Access to graphics memory mappings on upcoming WOW64 implementation
Zebediah Figura
zfigura at codeweavers.com
Mon Apr 25 13:21:17 CDT 2022
On 4/25/22 03:48, Georg Lehmann wrote:
>
>
> On 25.04.22 07:31, Zebediah Figura wrote:
>> - We can emulate mappings for everything except coherent memory by
>> manually implementing mapping functions with a separate sysmem
>> location. We can implement persistent mappings this way, too, by
>> copying on a flush, but unfortunately we can't expose
>> GL_ARB_buffer_storage without coherent mappings.
>>
>> [Fortunately d3d doesn't require coherent memory or
>> ARB_buffer_storage, and the Vulkan backend doesn't require coherent
>> memory for map acceleration. The GL backend currently does, but could
>> be made not to. We'd have to add a private extension to use
>> ARB_buffer_storage while not actually marking any maps as coherent. Of
>> course, d3d isn't the only user of GL or Vulkan, and unfortunately
>> ARB_buffer_storage is core in 4.3, so I'm sure there are GL
>> applications out there that rely on it...]
>>
>
> Obvious performance issues of this solution aside, many Vulkan
> applications require coherent memory. There is also this requirement in
> the vk spec:
>
> > There *must* be at least one memory type with both the
> VK_MEMORY_PROPERTY_HOST_VISIBLE_BIT and
> VK_MEMORY_PROPERTY_HOST_COHERENT_BIT bits set in its propertyFlags.
Right, I should clarify, the problem isn't supporting coherent memory,
but rather device-visible coherent memory.
Unfortunately, it seems that Vulkan requires this as well. From the
Vulkan 1.0.211 specification § 12.6, regarding
vkGetBufferMemoryRequirements():
If buffer is a VkBuffer not created with the
VK_BUFFER_CREATE_SPARSE_BINDING_BIT bit set, or if image is linear
image, then the memoryTypeBits member always contains at least one bit
set corresponding to a VkMemoryType with a propertyFlags that has both
the VK_MEMORY_PROPERTY_HOST_VISIBLE_BIT bit and the
VK_MEMORY_PROPERTY_HOST_COHERENT_BIT bit set. In other words, mappable
coherent memory can always be attached to these objects.

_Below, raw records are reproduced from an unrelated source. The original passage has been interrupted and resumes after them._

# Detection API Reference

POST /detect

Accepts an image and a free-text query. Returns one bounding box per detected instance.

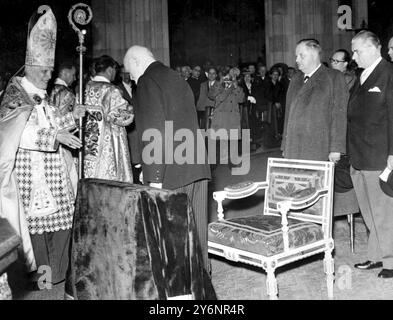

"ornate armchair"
[208,158,334,299]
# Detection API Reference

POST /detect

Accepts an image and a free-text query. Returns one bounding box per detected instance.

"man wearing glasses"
[330,49,356,90]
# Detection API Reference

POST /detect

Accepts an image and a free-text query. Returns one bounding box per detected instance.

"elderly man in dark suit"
[282,39,349,162]
[348,31,393,278]
[117,65,142,184]
[124,46,211,271]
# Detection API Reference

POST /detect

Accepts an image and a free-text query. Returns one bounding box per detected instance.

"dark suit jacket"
[187,77,202,105]
[135,61,210,189]
[118,82,142,165]
[251,76,271,112]
[348,60,393,171]
[197,80,220,111]
[282,65,349,161]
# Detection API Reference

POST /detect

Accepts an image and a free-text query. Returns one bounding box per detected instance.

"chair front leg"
[323,248,334,299]
[213,191,227,221]
[277,201,291,251]
[263,262,278,300]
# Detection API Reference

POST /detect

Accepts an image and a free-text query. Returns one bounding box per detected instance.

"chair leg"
[266,267,278,300]
[348,214,355,253]
[323,250,334,299]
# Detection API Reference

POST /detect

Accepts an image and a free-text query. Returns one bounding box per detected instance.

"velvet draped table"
[66,179,216,300]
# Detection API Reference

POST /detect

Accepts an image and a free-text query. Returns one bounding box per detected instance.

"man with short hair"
[197,67,220,129]
[83,55,134,183]
[117,65,142,184]
[124,46,211,271]
[187,65,202,106]
[180,66,191,81]
[50,61,76,114]
[348,31,393,278]
[282,39,349,162]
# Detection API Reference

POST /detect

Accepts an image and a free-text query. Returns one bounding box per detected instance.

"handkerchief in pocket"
[368,87,381,93]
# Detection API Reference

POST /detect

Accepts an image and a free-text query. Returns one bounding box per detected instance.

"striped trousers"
[173,180,211,274]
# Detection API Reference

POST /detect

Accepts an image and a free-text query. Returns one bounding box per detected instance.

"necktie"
[360,70,368,85]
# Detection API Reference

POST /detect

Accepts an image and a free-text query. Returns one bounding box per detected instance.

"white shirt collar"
[55,78,68,87]
[304,63,322,78]
[360,57,382,84]
[122,81,131,88]
[21,77,47,99]
[92,76,111,83]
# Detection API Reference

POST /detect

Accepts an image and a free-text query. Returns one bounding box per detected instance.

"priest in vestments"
[0,6,84,289]
[84,56,134,183]
[49,60,78,194]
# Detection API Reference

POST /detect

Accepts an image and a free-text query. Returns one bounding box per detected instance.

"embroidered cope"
[84,81,134,183]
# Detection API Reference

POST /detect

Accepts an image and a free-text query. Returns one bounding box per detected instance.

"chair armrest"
[224,181,269,199]
[277,189,329,251]
[277,189,329,212]
[213,181,269,220]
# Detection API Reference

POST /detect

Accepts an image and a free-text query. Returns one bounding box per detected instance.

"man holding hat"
[0,6,85,289]
[348,31,393,278]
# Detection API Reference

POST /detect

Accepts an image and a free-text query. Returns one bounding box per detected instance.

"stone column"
[92,0,170,65]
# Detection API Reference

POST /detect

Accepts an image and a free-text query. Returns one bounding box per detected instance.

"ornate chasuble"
[0,78,76,234]
[84,81,134,183]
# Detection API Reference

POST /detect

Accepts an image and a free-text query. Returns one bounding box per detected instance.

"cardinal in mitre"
[0,6,85,289]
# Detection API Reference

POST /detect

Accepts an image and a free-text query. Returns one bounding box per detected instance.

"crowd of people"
[174,61,290,150]
[0,3,393,302]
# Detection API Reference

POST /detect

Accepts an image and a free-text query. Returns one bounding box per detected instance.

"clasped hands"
[56,104,86,149]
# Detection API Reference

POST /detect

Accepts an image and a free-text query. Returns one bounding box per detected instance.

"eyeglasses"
[330,58,345,64]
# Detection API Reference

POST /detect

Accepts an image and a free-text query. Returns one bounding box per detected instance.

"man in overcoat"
[282,39,349,162]
[348,31,393,278]
[124,46,211,271]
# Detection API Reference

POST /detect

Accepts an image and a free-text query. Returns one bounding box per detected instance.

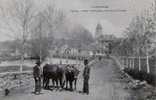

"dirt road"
[0,59,134,100]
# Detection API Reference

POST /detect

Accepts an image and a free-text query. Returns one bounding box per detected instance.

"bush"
[124,68,156,85]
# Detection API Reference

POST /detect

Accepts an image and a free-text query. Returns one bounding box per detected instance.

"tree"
[0,0,36,71]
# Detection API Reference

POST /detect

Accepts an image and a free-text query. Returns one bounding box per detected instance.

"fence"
[115,57,156,85]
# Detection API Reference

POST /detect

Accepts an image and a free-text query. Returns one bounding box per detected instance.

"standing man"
[83,59,90,95]
[33,61,42,94]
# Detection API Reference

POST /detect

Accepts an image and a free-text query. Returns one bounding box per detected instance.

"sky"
[0,0,153,41]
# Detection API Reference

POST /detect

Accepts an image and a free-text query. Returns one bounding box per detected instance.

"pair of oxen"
[43,64,80,90]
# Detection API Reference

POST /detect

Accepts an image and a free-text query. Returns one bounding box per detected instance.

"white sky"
[0,0,153,41]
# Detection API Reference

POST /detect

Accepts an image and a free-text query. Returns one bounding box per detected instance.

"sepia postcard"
[0,0,156,100]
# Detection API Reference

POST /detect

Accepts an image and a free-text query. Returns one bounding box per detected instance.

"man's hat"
[84,59,88,64]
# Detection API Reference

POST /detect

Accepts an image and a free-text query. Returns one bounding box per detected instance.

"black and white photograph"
[0,0,156,100]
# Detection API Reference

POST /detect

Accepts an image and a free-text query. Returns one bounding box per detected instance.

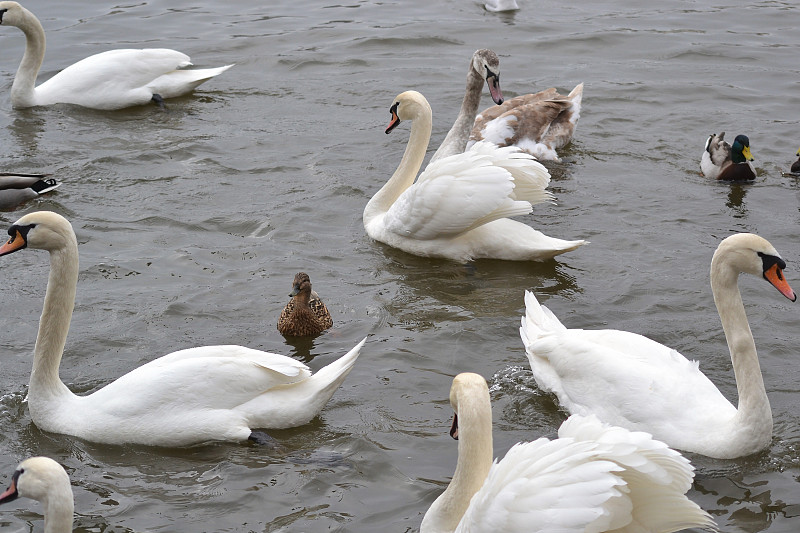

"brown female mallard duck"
[278,272,333,337]
[700,131,756,181]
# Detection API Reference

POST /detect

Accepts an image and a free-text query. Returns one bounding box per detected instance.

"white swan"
[520,233,796,459]
[483,0,519,12]
[0,2,233,109]
[0,211,366,446]
[429,49,503,164]
[0,457,75,533]
[0,172,61,209]
[420,373,717,533]
[467,83,583,161]
[364,91,586,261]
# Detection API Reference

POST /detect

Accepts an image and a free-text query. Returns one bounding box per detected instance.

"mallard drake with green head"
[700,131,756,181]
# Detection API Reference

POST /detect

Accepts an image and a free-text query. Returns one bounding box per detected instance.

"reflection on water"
[725,183,747,218]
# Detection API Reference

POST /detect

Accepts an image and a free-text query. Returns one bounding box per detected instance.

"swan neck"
[28,239,78,398]
[431,64,485,161]
[424,388,493,532]
[11,8,46,107]
[364,110,433,224]
[711,256,772,423]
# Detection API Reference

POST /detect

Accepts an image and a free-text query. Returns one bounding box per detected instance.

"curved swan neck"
[11,6,46,106]
[431,62,485,162]
[29,234,78,396]
[420,391,493,533]
[711,250,772,425]
[364,104,433,224]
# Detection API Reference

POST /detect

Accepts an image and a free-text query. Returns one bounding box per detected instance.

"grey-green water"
[0,0,800,533]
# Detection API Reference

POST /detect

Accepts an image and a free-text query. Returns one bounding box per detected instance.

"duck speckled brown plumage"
[278,272,333,337]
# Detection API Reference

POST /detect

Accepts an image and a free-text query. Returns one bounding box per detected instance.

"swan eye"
[758,252,786,279]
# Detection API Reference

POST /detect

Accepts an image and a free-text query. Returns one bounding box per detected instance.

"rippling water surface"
[0,0,800,532]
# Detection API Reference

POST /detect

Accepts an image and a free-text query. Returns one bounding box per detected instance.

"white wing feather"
[384,143,552,240]
[457,415,716,533]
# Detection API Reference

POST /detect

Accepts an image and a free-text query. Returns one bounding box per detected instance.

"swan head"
[472,48,503,105]
[0,211,75,256]
[711,233,797,302]
[0,2,29,27]
[0,457,72,506]
[386,91,432,133]
[450,372,491,440]
[289,272,311,296]
[483,0,519,11]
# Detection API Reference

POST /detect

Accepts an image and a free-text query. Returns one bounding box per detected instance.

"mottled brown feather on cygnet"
[278,272,333,337]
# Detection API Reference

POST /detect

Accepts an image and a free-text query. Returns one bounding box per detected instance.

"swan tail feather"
[31,178,61,194]
[239,338,367,429]
[520,290,568,346]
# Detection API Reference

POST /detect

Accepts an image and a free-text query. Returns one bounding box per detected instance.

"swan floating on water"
[467,83,583,161]
[420,373,718,533]
[520,233,797,459]
[428,49,503,164]
[0,457,75,533]
[0,2,233,110]
[0,211,366,446]
[364,91,586,261]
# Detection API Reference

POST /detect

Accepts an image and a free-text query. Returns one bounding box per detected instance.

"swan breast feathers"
[385,154,531,239]
[75,345,311,419]
[385,142,552,240]
[36,48,191,95]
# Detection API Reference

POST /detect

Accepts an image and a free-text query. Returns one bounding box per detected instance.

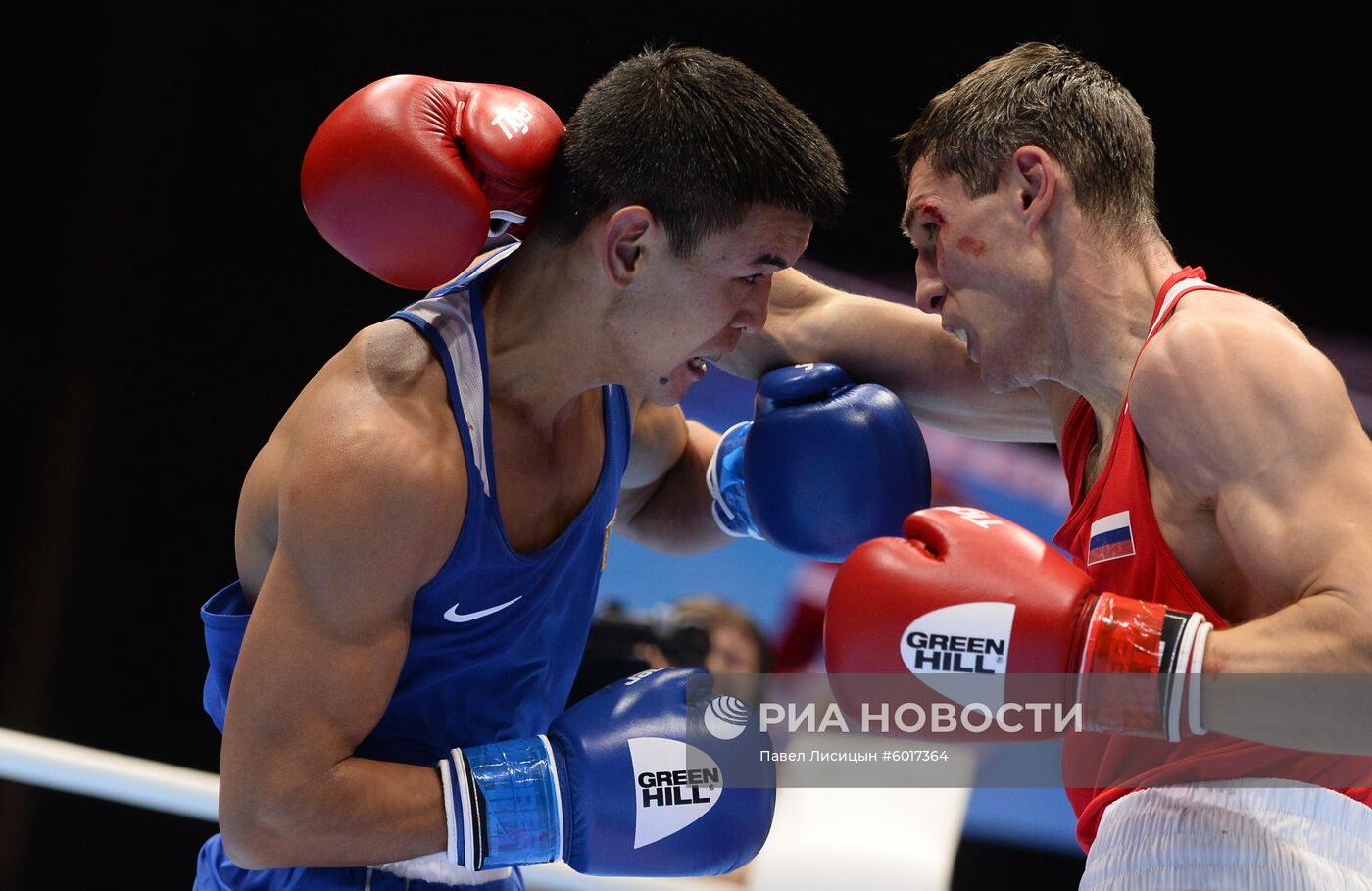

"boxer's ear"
[601,205,658,288]
[1008,145,1062,232]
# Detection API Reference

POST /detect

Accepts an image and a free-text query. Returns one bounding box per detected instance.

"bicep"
[741,271,1054,442]
[220,433,461,808]
[1131,318,1372,604]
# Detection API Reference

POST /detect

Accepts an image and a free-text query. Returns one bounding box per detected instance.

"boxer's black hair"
[896,42,1162,244]
[538,45,845,256]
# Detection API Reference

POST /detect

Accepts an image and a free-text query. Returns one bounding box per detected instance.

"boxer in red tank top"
[727,44,1372,887]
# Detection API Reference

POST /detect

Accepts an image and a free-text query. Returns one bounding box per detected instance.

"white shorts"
[1081,780,1372,891]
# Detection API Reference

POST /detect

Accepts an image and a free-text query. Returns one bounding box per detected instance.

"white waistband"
[370,851,511,885]
[1081,780,1372,891]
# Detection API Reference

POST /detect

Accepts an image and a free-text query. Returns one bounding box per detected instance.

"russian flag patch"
[1087,511,1133,566]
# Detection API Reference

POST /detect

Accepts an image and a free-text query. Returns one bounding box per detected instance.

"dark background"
[0,4,1372,888]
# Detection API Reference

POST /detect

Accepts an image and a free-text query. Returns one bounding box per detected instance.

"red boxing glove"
[301,75,563,290]
[824,508,1210,740]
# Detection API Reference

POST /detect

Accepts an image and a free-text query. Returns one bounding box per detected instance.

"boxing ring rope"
[0,727,220,822]
[0,727,740,891]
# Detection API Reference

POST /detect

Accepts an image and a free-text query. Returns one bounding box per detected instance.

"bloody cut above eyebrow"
[900,200,947,235]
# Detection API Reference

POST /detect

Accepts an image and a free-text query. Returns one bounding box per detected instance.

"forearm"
[220,758,447,869]
[617,421,733,555]
[1200,593,1372,754]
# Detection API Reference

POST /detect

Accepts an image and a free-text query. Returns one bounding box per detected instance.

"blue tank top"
[200,243,631,887]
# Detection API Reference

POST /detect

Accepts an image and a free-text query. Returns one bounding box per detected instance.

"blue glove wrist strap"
[706,421,761,539]
[439,736,563,869]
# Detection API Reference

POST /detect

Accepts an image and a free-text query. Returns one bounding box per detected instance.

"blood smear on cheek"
[957,235,987,257]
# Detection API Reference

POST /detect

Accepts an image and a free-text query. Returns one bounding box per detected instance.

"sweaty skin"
[220,206,809,869]
[728,145,1372,751]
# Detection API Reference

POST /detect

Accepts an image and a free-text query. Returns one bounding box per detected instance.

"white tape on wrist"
[1187,621,1214,736]
[438,748,477,869]
[1163,613,1204,743]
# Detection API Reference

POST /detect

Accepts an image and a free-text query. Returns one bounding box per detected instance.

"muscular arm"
[220,357,466,869]
[1131,295,1372,748]
[614,401,733,555]
[719,270,1054,442]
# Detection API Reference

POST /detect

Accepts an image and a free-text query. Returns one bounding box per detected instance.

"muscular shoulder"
[1129,291,1348,494]
[259,322,466,612]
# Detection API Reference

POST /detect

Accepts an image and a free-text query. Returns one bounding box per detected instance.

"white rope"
[0,727,740,891]
[0,729,220,822]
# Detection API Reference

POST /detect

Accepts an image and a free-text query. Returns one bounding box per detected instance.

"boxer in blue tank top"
[187,48,843,891]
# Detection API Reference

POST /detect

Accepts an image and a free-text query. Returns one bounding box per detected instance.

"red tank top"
[1053,267,1372,850]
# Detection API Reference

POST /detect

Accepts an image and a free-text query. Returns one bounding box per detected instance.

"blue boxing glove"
[439,668,776,876]
[706,363,930,560]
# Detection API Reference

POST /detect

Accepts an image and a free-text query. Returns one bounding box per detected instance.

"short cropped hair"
[898,42,1160,242]
[538,45,845,257]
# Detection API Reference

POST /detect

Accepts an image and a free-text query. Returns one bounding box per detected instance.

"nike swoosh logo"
[443,594,524,621]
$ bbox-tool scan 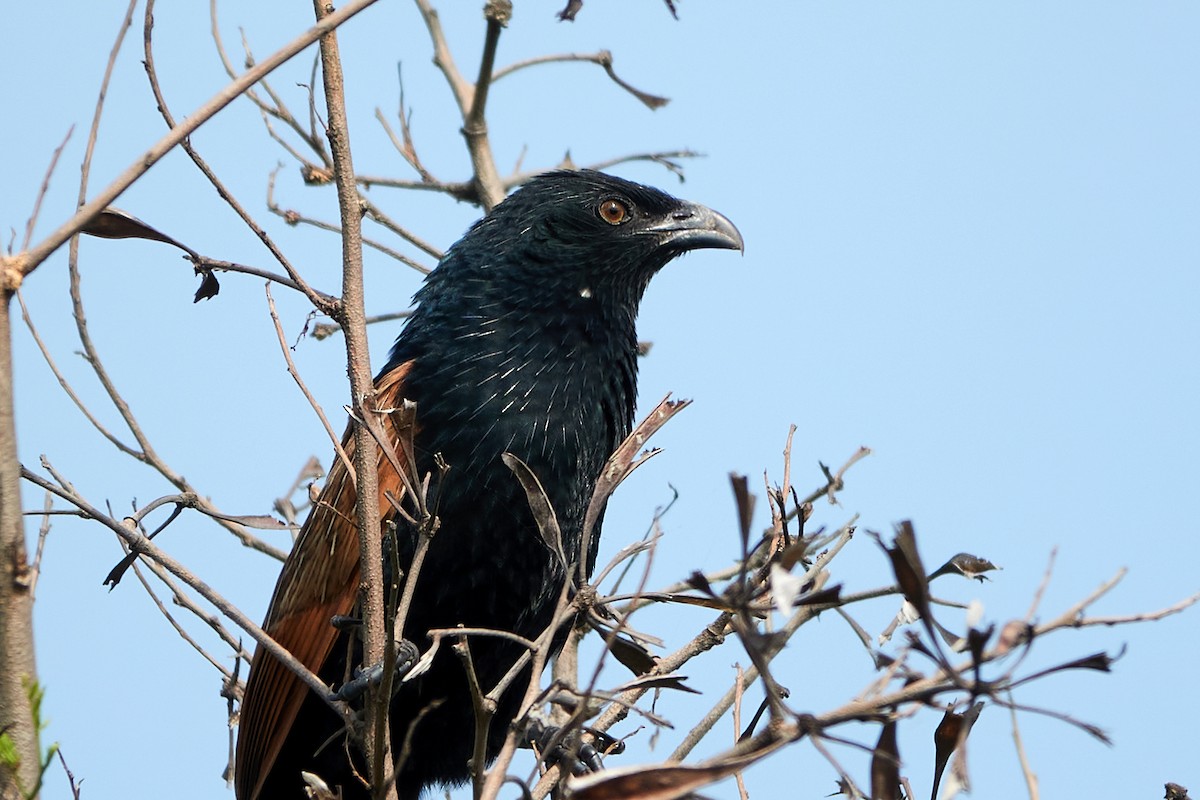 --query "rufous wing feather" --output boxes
[234,362,410,800]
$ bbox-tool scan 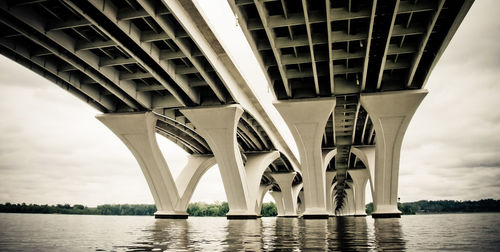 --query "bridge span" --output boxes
[0,0,473,218]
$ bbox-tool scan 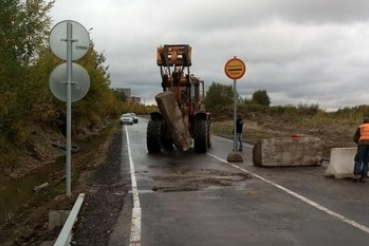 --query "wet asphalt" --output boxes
[109,118,369,246]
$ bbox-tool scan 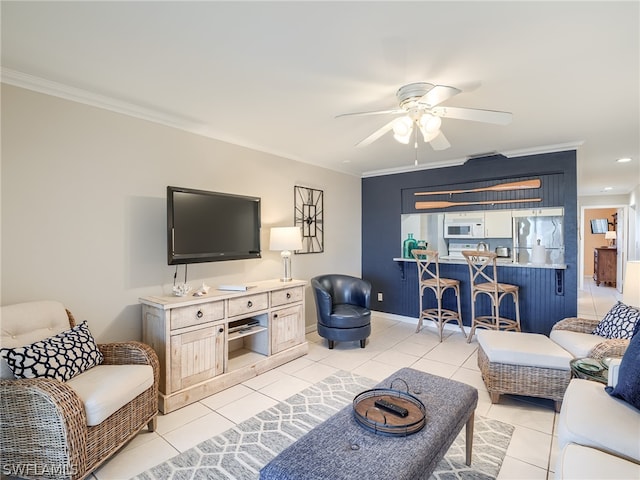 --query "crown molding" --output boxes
[2,67,204,133]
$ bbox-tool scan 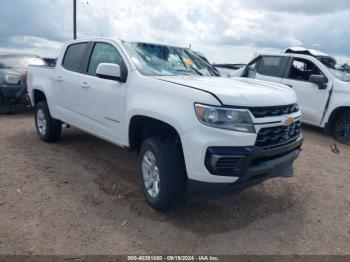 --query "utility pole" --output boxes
[73,0,77,40]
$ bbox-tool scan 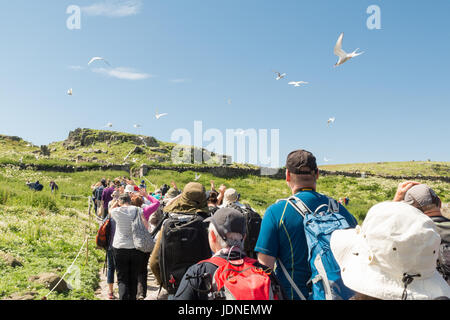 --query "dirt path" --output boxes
[95,269,168,300]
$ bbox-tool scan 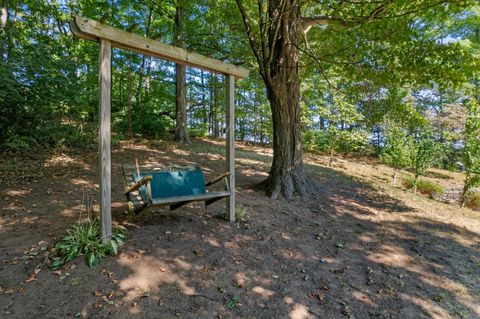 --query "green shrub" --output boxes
[465,191,480,210]
[51,218,125,269]
[403,176,444,197]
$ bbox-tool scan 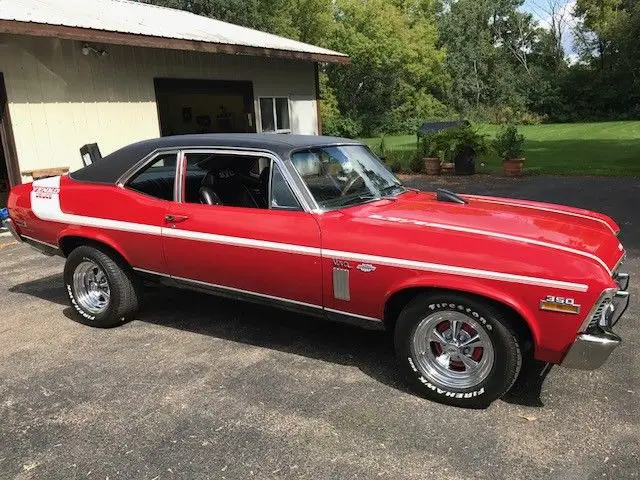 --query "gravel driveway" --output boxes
[0,176,640,480]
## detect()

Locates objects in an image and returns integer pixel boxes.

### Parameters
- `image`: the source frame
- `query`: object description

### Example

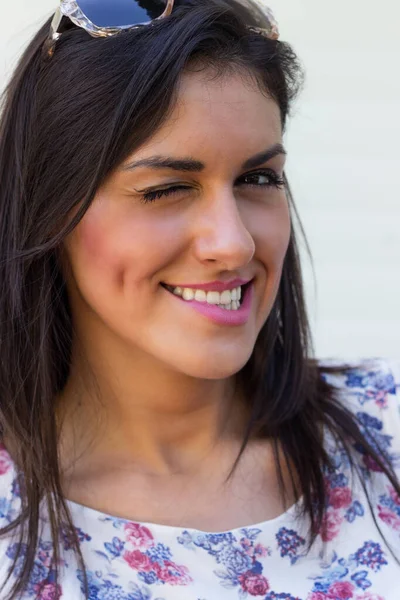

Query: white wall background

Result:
[0,0,400,358]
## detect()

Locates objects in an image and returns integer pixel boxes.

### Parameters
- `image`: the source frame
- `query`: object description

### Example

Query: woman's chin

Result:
[172,351,251,379]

Obviously tracking things manually will hurt performance in some
applications, but I mention it since we may (or may not!) need a
fallback, in order to guarantee we have *some* way of correctly
emulating WoW64 maps. Personally I think it's better not to require
WoW64 emulation in such cases.
>
>
>> I think we can actually emulate coherent memory as well, by
>> tracking resource bindings and manually flushing on draws. That's a
>> little painful, though.
>>
>
> This is not possible in Vulkan, especially with newer features like
> buffer device address or update after bind.
Interesting. What extensions do these correspond to?